What is VM sprawl ?
VM sprawl is defined as a waste of resources (compute : CPU cycles and RAM consumption) as well as storage capacity due to a lack of oversight and control over VM resource provisioning. Because of its uncontrolled nature, VM sprawl has adverse effects on your environment’s performance at best, and can lead to more serious complications (including downtime) in constrained environments.
VM Sprawl and its consequences
Lack of management and control over the environment will cause VMs to be created in an uncontrolled way. This means not only the total number of VMs in a given environment, but also how resources are allocated to these VMs. You could have a large environment with minimal sprawl, but a smaller environment with considerable sprawl.
Here are some of the factors that cause VM sprawl:
- Oversized VMs: VMs which were allocated more resources than they really need. Consequences:
- Waste of compute and/or storage resources
- Over-allocation of RAM will cause ballooning and swapping to disk if the environment falls under memory pressure, which will result in performance degradation
- Over-allocation of virtual CPU will cause high co-stops, which means that the more vCPUs a VM has, the more it needs to wait for CPU cycles to be available on all the physical cores at the same moment. The more vCPUs a VM has, the less likely it is that all the cores will be available at the same time
- The more RAM and vCPU a VM has, the higher is the RAM overhead required by the hypervisor.
- Idle VMs: VMs up and running, not necessarily oversized, but being unused and having no activity. Consequences:
- Waste of computer and/or storage resources + RAM overhead at the hypervisor level
- Resources wasted by Idle VMs may impact CPU scheduling and RAM allocation while the environment is under contention
- Powered Off VMs and orphaned VMDKs eat up space resources
How to Manage VM sprawl
Controlling and containing VM sprawl relies on process and operational aspects. The former covers how one prevents VM sprawl from happening, while the latter covers how to tackle sprawl that happens regardless of controls set up at the process level.

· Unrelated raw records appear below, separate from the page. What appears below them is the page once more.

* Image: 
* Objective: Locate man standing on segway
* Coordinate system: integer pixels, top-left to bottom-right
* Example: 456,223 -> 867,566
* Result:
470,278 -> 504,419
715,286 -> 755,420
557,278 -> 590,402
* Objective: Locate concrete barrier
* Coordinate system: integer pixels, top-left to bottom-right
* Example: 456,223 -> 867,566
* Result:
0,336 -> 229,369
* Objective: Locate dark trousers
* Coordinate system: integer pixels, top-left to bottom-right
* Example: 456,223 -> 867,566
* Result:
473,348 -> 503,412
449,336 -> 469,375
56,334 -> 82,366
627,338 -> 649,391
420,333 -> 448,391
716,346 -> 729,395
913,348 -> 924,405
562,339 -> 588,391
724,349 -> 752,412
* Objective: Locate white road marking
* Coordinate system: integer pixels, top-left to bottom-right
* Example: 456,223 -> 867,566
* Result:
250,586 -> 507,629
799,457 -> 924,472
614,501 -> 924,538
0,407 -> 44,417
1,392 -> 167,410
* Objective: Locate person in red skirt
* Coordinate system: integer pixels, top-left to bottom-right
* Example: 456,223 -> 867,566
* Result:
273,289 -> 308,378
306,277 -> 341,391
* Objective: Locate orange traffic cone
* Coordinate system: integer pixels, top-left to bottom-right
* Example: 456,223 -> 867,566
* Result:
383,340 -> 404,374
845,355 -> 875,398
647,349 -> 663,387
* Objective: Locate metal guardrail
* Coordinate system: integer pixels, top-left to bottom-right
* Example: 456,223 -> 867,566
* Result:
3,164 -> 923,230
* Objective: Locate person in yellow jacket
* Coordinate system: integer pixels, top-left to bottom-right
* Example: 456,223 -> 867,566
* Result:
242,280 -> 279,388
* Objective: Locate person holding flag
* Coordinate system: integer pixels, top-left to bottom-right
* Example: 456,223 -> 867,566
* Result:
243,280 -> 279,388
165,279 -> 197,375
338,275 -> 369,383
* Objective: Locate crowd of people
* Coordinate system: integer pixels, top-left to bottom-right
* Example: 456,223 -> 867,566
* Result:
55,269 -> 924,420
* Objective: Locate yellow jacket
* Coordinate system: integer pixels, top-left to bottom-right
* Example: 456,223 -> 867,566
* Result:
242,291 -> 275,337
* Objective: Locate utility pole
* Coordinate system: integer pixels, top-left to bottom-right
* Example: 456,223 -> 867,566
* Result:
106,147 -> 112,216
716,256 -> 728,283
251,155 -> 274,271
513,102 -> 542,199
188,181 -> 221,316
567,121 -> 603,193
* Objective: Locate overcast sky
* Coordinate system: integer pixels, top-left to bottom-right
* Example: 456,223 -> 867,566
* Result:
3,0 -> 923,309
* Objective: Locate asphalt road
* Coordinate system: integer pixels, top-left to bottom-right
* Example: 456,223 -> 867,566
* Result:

On the process side, IT should define standards and implement policies:
- Role Based Access Control which defines roles & permissions on who can do what. This will greatly help reduce the creation of rogue VMs and snapshots.
- Define VM categories and acceptable maximums: while not all the VMs can fit in one box, standardizing on several VM categories (application, databases, etc.) will help filter out bizarre or oversized requests. Advanced companies with self-service portals may want to restrict/categorize what VMs can be created by which users or business units
- Challenge any oversized VM request and demand justification for potentially oversized VMs
- Allocate resources based on real utilization. You can propose a policy where a VM resources will be monitored during 90 days after which IT can adjust resource allocation if the VM is undersized or oversized.
- Implement policies on snapshots lifetime and track snapshot creation requests if possible
In certain environments where VMs and their allocated resources are chargeable, you should contact your customers to let them know that a VM needs to be resized or was already resized (based on your policies and rules of engagement) to ensure they are not billed incorrectly. It is worthwhile to formalize your procedures for how VM sprawl management activities will be covered, and to agree with stakeholders on pre-defined downtime windows that will allow you to seamlessly carry any right-sizing activities.
Even with the controls above, sprawl can still happen. It can be caused by a variety of factors. For example, you could have a batch of VMs provisioned for one project, but while they passed through the process controls, they can sit idle for months eating up resources because the project could end up being delayed or cancelled and no one informed the IT team.
In VMware environments where storage is thin provisioned at the array level, and where Storage DRS is enabled on datastore clusters it’s also important to monitor the storage consumption at the array level. While storage capacity will appear to be freed up at the datastore level after a VM is moved around or deleted, it will not be released on the array and this can lead to out-of-storage conditions. A manual triggering of the VAAI Unmap primitive will be required, ideally outside of business hours, to reclaim unallocated space. It’s thus important to have, as a part of your operational procedures, a capacity reclamation process that is triggered regularly.
The usage of virtual infrastructure management tools with built-in resource analysis & reclamation capabilities, such as Solarwinds Virtualization Manager, is a must. By leveraging software capabilities, these tedious analysis and reconciliation tasks are no longer required and dashboards present IT teams with immediately actionable results.
Even with all the good will in the world, VM sprawl will happen. Although you may have the best policies in place, your environment is dynamic and in the rush that IT Operations are, you just can’t have an eye on everything. And this is coming from a guy whose team successfully recovered 22 TB of space previously occupied by orphaned VMDKs earlier this year.